For each participant, the temporal development of the adjustment responses of each edge type (soft and hard) and motion condition (texture and edge) were quantified by taking the difference between the mean horizontal accelerations of the manual response to the rightward and leftward targets (rightward − leftward). The latencies of the adjustment responses of each condition were defined as the time point at which the p-value of a one-tailed t-test on the mean adjustment responses first fell below 0.01 after 100 ms had passed since the target onset and remained below 0.01 for 20 ms. The difference between the onset of response of the soft- and hard-edge targets was also defined in the same way as the response onset; the time at which the p-value of a one-tailed paired t-test between the adjustment responses of the soft- and hard-edge targets first fell below 0.01 (after 100 ms had passed since the target onset) and remained at 0.01 for 20 ms. To determine both periods when the adjustment response to the soft-edge target was greater than that to the hard-edge target and vice versa, a one-tailed paired t-test was conducted in both directions.

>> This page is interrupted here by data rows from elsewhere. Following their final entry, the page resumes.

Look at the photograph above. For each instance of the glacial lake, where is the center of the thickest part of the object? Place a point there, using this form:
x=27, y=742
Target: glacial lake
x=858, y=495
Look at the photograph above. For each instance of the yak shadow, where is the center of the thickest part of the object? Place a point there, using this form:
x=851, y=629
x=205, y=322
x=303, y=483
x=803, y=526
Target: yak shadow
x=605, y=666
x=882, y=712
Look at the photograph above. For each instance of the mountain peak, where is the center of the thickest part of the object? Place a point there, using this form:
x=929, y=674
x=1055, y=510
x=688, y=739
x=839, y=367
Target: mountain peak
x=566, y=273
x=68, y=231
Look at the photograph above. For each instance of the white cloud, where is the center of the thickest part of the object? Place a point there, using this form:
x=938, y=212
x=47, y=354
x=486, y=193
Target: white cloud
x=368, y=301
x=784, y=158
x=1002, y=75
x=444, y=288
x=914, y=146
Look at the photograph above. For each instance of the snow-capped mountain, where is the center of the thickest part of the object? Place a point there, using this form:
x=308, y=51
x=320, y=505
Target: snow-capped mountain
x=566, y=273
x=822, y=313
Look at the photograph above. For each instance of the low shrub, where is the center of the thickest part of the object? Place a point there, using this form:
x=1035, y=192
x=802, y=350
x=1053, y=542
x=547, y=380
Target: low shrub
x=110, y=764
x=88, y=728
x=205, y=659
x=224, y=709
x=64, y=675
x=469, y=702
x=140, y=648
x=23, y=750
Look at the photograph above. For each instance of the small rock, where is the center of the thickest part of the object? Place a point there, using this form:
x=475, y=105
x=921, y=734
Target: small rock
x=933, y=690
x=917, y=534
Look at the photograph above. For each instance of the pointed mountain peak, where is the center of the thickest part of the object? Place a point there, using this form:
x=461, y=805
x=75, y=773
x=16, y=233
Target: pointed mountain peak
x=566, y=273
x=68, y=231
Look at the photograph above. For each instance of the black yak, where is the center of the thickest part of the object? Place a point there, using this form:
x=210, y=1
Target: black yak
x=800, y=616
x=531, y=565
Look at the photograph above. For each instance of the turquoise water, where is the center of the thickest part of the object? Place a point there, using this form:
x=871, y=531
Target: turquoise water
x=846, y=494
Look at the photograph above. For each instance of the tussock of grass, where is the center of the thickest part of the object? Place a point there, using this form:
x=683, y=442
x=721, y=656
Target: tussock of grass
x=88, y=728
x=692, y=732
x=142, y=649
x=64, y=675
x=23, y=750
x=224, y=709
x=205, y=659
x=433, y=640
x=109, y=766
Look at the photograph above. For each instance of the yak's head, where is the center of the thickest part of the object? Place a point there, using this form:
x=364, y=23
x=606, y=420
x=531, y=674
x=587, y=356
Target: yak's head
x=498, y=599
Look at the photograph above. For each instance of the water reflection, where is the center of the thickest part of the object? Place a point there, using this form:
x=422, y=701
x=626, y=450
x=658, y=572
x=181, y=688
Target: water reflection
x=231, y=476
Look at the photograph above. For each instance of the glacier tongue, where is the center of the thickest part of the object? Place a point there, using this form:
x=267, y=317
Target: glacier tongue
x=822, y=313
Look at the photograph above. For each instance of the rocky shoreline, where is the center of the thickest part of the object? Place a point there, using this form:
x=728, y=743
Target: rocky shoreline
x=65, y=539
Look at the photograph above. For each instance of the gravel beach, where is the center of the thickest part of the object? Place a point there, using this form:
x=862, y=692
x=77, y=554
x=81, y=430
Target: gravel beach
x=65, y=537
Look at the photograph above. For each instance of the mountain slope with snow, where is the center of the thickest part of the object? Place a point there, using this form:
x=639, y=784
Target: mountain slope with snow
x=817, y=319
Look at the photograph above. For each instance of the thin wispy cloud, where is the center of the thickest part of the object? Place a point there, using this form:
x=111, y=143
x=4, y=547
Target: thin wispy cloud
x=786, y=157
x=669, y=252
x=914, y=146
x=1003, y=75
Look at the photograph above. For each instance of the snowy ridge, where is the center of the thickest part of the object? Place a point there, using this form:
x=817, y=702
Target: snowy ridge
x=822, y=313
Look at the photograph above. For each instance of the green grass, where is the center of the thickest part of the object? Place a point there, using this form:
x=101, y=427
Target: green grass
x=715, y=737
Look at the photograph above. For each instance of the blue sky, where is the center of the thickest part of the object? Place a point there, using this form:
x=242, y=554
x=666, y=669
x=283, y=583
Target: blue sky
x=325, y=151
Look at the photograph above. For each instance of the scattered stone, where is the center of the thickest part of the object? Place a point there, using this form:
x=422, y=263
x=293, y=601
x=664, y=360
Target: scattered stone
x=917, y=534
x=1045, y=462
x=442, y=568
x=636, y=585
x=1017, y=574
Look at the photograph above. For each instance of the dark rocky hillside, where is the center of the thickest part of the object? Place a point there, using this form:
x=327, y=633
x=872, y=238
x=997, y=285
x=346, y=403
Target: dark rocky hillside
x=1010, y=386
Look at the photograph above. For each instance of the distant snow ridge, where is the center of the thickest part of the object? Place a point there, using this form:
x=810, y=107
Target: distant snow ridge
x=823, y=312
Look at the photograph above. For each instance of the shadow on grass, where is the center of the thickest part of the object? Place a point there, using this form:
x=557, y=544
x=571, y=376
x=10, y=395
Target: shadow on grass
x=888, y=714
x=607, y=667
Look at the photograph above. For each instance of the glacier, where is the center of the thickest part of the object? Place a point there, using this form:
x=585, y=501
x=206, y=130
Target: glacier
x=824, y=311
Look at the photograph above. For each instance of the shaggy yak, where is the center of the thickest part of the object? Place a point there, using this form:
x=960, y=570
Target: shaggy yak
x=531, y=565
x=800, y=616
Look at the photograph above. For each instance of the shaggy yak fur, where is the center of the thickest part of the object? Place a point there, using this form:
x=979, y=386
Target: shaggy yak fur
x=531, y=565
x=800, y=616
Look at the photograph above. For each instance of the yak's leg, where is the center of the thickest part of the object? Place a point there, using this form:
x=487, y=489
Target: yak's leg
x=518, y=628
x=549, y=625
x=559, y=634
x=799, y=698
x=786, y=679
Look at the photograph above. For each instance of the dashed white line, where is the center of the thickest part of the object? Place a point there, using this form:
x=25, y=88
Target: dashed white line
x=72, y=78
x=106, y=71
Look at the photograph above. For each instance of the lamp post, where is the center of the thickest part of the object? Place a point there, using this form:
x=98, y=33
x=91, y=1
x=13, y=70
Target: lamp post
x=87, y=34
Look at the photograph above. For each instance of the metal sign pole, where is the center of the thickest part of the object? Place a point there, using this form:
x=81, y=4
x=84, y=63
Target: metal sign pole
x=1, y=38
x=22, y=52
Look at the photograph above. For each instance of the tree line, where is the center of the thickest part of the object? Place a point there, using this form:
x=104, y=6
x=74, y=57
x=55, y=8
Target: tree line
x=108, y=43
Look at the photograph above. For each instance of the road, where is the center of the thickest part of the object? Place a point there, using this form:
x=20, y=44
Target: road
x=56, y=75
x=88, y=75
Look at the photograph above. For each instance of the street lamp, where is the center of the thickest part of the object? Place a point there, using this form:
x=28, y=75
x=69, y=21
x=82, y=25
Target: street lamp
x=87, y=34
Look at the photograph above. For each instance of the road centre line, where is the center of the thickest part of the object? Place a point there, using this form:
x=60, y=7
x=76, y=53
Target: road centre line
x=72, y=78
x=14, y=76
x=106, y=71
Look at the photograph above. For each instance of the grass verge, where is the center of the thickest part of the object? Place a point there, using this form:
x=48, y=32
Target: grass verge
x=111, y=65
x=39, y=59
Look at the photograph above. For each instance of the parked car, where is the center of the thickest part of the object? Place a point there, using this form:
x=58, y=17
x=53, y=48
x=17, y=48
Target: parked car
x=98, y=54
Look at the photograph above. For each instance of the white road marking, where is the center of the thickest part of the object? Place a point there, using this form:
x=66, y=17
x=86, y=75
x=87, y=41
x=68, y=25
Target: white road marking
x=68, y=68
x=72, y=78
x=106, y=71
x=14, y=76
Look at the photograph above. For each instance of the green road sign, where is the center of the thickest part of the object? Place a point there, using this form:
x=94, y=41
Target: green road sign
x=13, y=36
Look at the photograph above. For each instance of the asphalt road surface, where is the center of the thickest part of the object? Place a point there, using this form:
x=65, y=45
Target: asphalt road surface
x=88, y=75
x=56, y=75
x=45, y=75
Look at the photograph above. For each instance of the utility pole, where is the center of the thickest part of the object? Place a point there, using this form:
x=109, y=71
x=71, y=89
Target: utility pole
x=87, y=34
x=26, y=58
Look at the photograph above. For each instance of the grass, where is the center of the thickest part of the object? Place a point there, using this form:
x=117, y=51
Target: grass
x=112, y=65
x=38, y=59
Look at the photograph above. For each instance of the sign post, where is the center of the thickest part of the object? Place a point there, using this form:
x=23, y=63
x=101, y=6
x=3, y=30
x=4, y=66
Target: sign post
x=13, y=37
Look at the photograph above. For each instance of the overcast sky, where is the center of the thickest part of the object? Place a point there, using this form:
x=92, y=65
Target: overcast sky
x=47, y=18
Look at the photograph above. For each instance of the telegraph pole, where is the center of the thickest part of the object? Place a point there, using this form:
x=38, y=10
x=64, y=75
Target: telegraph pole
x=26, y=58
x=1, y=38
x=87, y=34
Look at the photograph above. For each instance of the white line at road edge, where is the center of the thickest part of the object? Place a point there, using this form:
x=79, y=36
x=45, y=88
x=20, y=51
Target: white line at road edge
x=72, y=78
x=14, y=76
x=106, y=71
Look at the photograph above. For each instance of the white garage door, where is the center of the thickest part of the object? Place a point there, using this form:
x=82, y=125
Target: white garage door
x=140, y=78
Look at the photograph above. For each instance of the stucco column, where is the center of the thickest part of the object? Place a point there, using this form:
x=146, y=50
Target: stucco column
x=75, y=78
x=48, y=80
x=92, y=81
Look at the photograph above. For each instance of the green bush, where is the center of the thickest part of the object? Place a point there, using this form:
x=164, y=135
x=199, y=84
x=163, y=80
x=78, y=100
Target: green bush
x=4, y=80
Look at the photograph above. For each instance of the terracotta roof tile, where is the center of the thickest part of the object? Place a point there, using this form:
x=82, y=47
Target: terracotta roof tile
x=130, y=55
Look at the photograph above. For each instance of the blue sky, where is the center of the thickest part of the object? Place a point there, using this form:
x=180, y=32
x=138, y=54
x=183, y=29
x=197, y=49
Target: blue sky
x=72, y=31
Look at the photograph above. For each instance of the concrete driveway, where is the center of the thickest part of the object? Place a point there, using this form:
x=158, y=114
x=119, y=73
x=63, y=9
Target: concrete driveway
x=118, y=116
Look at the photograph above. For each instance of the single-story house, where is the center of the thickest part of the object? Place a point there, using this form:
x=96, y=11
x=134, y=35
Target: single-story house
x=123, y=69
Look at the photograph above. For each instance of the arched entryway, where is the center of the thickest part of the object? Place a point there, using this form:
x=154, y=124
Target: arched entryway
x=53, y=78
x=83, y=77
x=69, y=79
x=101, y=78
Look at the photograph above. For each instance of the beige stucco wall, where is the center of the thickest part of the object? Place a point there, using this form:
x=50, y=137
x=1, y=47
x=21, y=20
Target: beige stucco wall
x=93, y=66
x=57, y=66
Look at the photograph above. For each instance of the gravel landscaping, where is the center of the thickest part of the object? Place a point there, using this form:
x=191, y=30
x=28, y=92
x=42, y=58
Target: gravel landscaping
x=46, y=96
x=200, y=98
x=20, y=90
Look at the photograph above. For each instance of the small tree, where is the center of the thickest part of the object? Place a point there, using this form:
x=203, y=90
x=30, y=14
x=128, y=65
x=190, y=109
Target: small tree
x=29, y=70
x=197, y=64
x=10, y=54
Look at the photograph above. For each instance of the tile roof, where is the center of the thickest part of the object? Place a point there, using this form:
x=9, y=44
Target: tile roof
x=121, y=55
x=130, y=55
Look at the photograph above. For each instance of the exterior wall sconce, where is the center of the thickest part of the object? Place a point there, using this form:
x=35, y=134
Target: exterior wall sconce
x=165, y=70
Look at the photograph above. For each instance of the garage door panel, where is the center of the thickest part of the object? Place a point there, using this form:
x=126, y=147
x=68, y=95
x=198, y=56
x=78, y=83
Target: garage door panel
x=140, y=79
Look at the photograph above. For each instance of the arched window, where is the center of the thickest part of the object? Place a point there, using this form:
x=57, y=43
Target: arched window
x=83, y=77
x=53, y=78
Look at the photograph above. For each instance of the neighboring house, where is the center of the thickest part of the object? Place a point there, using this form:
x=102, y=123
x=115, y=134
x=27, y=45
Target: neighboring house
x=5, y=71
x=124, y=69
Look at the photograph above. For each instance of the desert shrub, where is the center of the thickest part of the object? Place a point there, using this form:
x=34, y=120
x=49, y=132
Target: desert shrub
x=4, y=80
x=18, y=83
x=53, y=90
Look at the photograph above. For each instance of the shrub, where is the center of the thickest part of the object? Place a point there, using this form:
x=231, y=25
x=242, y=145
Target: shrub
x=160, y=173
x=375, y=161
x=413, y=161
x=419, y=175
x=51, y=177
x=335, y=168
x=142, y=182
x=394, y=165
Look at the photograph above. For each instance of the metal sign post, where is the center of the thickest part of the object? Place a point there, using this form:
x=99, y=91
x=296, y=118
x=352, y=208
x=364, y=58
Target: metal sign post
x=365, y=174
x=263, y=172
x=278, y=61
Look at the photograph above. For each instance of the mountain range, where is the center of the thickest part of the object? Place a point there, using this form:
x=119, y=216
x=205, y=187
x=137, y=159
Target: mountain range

To evaluate the statistical differences between the response latencies (defined by rightward vs. leftward target motion) and the response difference onsets (defined by soft- vs. hard-edge targets), we adopted a bootstrap confidence interval procedure. In particular, from the original data set of all the participants (N = 20), a bootstrapped data set with the same sample size was nonparametrically resampled with replacement. The response latencies and the response difference onsets were then obtained from the bootstrapped data set in the same way as that employed for the original data set. We repeated the same procedure 2000 times to verify whether or not the 95% confidence intervals (2.5th to 97.5th percentile) of the distribution of each onset time overlap. The bootstrap data sets whose response latency or response difference onset time was not obtained with our criteria (i.e., where the p-values of one-tailed successive t-tests did not fall below 0.01 for more than 20 ms between 100 and 400 ms after the target onset) were excluded from the distributions.